Tomando conhecimento das opiniões veiculadas na mídia e em reuniões que especificamente tratam do caso, desconfio que o terreno seja movediço, uma vez que há margem para equívocos sempre que se apela para "a verdade". O próprio Cristo, no processo que o levou à morte no Calvário, deixou sem resposta a pergunta de Pilatos: "Quid est veritas?" -o que é a verdade?
No caso em questão, alguns militares e civis nostálgicos dos tempos duros da repressão política acreditam que se trata de um revanchismo, do olho por olho, dente por dente; uma vez que o resultado da comissão possa gerar processos na Justiça, é de boa doutrina que certos crimes não prescrevam.
Mortes, torturas, desaparecimentos e exílios são atentados habituais nos regimes de força, tanto os da direita como os da esquerda: exemplos antigos e atuais são do conhecimento geral. Um país que se proclama democrático e moderno não pode nem deve esconder a sua história.

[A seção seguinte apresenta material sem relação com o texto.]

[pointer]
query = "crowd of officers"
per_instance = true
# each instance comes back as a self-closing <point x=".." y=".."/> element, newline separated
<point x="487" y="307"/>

Milhares de brasileiros clamam pelas vítimas da brutalidade do Estado. Eu inclusive.
É necessário e urgente que atos e fatos do nosso passado recente sejam conhecidos em sua plenitude, não por exigência de uma vingança que pode até ser considerada natural, mas como consciência e exemplo de nossa própria história.
Dentro desse enquadramento, a Comissão da Verdade deve entrar logo em funcionamento para que a nação fique sabendo como e com quem o arbítrio foi instaurado e prevaleceu durante mais de duas décadas.
Acontece que são muitos aqueles que desejam mais, contestando a anistia que foi negociada duramente entre os últimos governos militares (Geisel e Figueiredo) e as lideranças civis, e que, expressando a legítima vontade do povo, tornou possível a redemocratização do país.
Foi aceito por ambos os lados o conceito da anistia plena, geral e irrestrita para todos os crimes políticos de determinado período, cometidos em nome da ordem reinante ou em nome da justiça social e econômica, violentada pela mesma ordem então reinante.
Volta e meia é invocado o exemplo do Tribunal de Nuremberg, que puniu com morte e prisão a barbárie do regime nazista. Não houve pacto, mas uma guerra violenta vencida pelos aliados. As sentenças daquele tribunal, que respeitou inclusive o direito de defesa dos acusados, condenando muitos à forca e outros a diversas graduações de pena, foram um momento digno da própria humanidade.
No caso de Nuremberg, não houve vingança nem justiça retardada. Os nazistas não se entregaram, Roosevelt liderou a cúpula aliada, exigindo a rendição incondicional do adversário, negando-se a qualquer acordo ou negociação com o inimigo.
É sabido que alguns militares e políticos, dentro e fora da Alemanha, incluindo nazistas de primeiríssimo escalão, tentaram antecipar o fim da guerra com um pacto que foi recusado prontamente pelo "Big Four" (Roosevelt, Stálin, Churchill e de Gaulle), apesar das centenas de milhares de vítimas dos dois lados que ainda seriam sacrificadas.
No caso do Brasil, sobretudo após a decretação do AI-5, de 13 de dezembro de 1968, surgiram vários movimentos e tentativas (algumas desesperadas) de derrubar a ditadura com a luta armada (várias, por sinal), que deram aos militares o pretexto para o brutal endurecimento do regime, que afinal caiu de podre, mas ainda em condições de negociar com a nação a anistia.
Quanto mais o governo de dona Dilma retardar o funcionamento pleno, efetivo e justo da Comissão da Verdade, maior será o risco de uma fenda na sociedade, colocando-se o país à disposição de demagogos e aventureiros, fardados ou não, de um ou de outro lado.